# Troubleshooting Guide

Common issues and how to resolve them.

---

## Server Issues

### Server won't start — port already in use

```bash
Error: listen EADDRINUSE :::9100
```

**Cause:** Another process is using port 9100.

**Fix:**
```bash
# Find the process
lsof -i :9100
# Kill it
kill -9 <PID>
# Or start Aegis on a different port
AEGIS_PORT=9200 ag
```

---

### Server starts but ACP backend reports unhealthy

```json
{ "status": "ok", "backend": "acp", "acp": { "status": "error" } }
```

**Cause:** `claude-agent-acp` binary not found. Aegis bundles this dependency but it may be missing if installed from an incomplete build.

**Fix:**
```bash
# Reinstall Aegis to restore bundled claude-agent-acp
npm install -g @onestepat4time/aegis

# Or set an explicit binary path
export AEGIS_ACP_BIN=/path/to/claude-agent-acp

# Verify Aegis can resolve the binary
ag doctor
```

---

### Sessions created but immediately show as stalled

**Cause:** `workDir` is not accessible or doesn't exist.

**Fix:**
- Verify the directory exists: `ls /path/to/workdir`
- Check `AEGIS_ALLOWED_WORKDIRS` includes the path (or use default: `$HOME`, `/tmp`, `cwd`)
- `allowedWorkDirs` changes in config are hot-reloaded without restart

---

## Authentication Issues

### 401 Unauthorized on all endpoints

**Cause:** Auth is enabled but no token provided, or token is wrong.

**Fix:**
```bash
# Verify token is set
echo $AEGIS_AUTH_TOKEN

# Test with correct header
curl -H "Authorization: Bearer $AEGIS_AUTH_TOKEN" \
  http://localhost:9100/v1/health
```

---

### Auth token works for some endpoints but not others

**Cause:** Non-admin keys have limited scopes. Some endpoints require `admin` role.
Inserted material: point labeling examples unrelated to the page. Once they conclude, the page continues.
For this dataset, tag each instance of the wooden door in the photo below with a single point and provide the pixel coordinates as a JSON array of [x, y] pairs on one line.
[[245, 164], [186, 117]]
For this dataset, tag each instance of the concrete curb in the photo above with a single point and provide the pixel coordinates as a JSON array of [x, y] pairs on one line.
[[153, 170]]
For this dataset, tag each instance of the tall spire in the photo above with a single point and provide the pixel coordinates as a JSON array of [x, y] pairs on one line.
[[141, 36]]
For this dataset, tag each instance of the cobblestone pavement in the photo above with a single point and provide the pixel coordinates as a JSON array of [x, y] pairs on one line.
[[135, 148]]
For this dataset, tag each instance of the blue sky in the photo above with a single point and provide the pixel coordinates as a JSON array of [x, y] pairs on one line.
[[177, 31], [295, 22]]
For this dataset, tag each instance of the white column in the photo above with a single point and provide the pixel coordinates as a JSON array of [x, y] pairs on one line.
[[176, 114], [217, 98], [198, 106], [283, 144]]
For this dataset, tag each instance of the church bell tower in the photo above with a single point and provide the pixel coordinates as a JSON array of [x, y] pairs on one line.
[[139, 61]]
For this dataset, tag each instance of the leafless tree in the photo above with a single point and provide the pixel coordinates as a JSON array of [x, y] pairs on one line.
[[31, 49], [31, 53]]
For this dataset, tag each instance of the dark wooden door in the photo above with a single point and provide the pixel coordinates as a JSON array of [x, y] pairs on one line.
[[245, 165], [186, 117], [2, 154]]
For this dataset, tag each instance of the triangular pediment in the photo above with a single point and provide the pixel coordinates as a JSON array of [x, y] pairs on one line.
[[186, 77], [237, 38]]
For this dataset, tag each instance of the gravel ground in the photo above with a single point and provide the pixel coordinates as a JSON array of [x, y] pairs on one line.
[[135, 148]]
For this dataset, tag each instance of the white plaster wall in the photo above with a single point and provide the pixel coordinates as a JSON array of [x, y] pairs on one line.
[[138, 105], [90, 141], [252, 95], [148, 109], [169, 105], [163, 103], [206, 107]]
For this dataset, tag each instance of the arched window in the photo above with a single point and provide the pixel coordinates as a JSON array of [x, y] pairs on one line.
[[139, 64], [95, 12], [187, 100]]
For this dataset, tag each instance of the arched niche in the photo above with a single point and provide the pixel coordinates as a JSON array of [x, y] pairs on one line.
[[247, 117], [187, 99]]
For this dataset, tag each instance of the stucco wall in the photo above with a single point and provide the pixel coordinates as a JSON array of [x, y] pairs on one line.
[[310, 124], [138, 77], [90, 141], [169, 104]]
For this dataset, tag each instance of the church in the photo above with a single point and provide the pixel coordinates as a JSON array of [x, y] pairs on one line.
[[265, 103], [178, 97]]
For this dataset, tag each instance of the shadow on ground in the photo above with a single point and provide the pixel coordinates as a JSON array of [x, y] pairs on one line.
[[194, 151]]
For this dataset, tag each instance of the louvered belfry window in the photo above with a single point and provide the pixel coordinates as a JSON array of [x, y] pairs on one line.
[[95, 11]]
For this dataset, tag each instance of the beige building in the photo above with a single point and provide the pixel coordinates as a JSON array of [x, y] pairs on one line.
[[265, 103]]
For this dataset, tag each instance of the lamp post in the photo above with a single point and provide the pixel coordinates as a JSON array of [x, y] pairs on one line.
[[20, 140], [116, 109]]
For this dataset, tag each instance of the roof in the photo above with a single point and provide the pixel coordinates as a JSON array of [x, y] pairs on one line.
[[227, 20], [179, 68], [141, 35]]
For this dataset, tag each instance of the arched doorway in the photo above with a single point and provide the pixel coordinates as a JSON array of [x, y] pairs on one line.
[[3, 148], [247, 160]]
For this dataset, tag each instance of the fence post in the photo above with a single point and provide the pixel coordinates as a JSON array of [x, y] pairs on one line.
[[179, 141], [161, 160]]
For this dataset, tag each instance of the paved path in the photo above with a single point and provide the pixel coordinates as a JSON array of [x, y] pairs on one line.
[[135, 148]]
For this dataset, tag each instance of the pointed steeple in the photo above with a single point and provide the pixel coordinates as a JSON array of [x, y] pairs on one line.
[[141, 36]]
**Fix:** Create an admin key:
```bash
curl -X POST http://localhost:9100/v1/auth/keys \
  -H "Authorization: Bearer $AEGIS_AUTH_TOKEN" \
  -H "Content-Type: application/json" \
  -d '{"name": "admin-key", "role": "admin"}'
```

---

### Config.json changes don't take effect

**Cause:** Most config fields are read only at startup. `allowedWorkDirs` is hot-reloaded via file watcher.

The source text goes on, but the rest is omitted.